– Ты готова?
Эльга кивнула.
– Я, наверное, оставлю вас, – шепотом сказала Геттер.
Поклонившись, она вышла из дома, мелькнула в окне, направляясь через двор к дощатым воротцам хлева. Дальше Эльга не видела, полностью сосредоточившись на букете.
Шивван был тополь. Листья в середине черные, обожженные болью. По краю – белесые, безжизненные, слабые.
Жуть жуткая. Живой человек, а мертвецом себя делает.
Букет не хотел складываться. Листья шептали, что им страшно, и норовили слететь с доски. Холодок колол пальцы. Эльга мрачно вправляла беглецов, превращая их в части лица с зажмуренными глазами. Она силилась разглядеть второй слой Шиввана, но видела лишь черноту. Может, там все выгорело?
Не хватает мастерства!
Закусив губу, Эльга упорно сбивала листья, подрезала и поджимала. Вот вам тополь. Вот вам чуть-чуть рябины. Вот орешник – упрямство, которого у Шиввана хоть отбавляй.
Букет получался темным и мертвым. Лицо казалось маской.
Ну конечно, Шивван и сам себя мертвым считает, вот и выходит… Эльга вздохнула, разминая в пальцах лишний лист.
Что она делает не так?
Посмотреть, как работает Унисса, с ее места было невозможно. Ну и ладно. Там, наверное, к тополю совсем другие листья липнут. Неправильные. Или они только ей кажутся неправильными?
Эльга прищурилась, разглядывая Шиввана.
Лежит и лежит. Тополь лежит. Черно-серый. Что еще можно увидеть? Она напряженно вытянула шею. Вот Рыцек… По-настоящему ли она его видела? И как заглянуть за слой, в самую душу человека? Почему у мастера Мару это получается так легко?
Тап-тап-тап – постукивали пальцы.
Лицо на букете обрело закушенную губу. Тебе тоже не нравится, что я делаю? – спросила его Эльга. Мне вот совсем.
Она потрясла кистью, давая ей отдых.
Унисса поворачивала доску к окну над кроватью и набивала Шиввана одной рукой. Кромка букета белесо отсвечивала. Движения мастера были быстры и скупы. Брызги листьев, танец пальцев, пируэт мизинца.
Эльга обнаружила, что смотрит на Униссу, открыв рот.

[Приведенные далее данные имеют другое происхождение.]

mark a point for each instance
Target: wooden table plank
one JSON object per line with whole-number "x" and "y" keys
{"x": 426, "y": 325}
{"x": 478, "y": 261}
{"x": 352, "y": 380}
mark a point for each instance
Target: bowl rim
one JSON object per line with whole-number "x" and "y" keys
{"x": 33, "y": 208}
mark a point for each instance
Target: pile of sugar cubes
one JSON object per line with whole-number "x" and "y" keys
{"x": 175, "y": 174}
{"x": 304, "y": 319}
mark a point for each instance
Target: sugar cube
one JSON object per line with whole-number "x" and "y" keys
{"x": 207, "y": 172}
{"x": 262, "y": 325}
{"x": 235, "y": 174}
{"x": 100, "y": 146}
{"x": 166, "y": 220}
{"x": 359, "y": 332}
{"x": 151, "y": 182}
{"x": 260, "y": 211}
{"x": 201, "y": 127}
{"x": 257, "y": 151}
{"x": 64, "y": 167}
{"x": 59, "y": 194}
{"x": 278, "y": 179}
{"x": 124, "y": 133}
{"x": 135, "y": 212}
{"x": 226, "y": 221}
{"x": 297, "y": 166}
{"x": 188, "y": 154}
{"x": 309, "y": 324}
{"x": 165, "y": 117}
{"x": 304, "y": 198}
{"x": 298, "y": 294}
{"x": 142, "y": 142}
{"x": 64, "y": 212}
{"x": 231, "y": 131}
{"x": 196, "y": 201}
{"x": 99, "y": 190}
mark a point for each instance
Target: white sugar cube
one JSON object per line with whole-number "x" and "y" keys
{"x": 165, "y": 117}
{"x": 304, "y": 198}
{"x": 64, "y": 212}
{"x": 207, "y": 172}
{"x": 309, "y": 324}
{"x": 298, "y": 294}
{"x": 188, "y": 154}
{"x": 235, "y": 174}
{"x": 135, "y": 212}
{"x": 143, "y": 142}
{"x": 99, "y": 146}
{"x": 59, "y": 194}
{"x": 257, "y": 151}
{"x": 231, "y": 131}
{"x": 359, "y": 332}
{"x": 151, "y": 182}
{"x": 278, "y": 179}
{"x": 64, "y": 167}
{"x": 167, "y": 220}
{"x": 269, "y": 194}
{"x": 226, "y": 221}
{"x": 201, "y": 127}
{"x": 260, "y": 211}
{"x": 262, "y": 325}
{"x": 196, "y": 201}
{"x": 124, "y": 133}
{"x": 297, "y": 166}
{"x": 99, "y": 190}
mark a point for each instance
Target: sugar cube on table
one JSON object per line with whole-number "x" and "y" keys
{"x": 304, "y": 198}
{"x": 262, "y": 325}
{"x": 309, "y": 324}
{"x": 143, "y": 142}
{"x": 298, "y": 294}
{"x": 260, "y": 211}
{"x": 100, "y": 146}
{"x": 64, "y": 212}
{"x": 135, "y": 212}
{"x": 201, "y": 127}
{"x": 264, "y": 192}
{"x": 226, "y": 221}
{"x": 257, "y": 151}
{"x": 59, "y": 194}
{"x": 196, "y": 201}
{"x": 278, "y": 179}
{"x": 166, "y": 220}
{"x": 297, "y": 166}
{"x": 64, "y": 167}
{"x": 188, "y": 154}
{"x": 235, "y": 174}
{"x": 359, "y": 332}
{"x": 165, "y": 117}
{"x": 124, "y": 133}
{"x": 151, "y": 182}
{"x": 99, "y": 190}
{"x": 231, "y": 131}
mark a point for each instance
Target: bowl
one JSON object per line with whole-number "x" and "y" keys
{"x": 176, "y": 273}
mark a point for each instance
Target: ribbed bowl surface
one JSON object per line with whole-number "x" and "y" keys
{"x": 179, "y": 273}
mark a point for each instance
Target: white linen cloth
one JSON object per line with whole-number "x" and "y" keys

Почему она не видела этого раньше? Ива, мак, чистотел, чарник, а сквозь них – прозрачное, спорящее с одуванчиковым солнечным светом голубоватое сияние. Сияние легко, трепетно касалось лежащего.
Странно. Удивительно. Возможно, так светится мастерство?
Эльга отложила букет с Шивваном, который, казалось, зажмурился от того, что его бросают, и взяла новую доску.
Рука нырнула в сак.
Куда-то пропали все мысли. Эльга даже не заметила появления матери Шиввана и ее осторожных перемещений по дому. Как можно точнее запечатлеть мастера, вот что сделалось смыслом ее работы.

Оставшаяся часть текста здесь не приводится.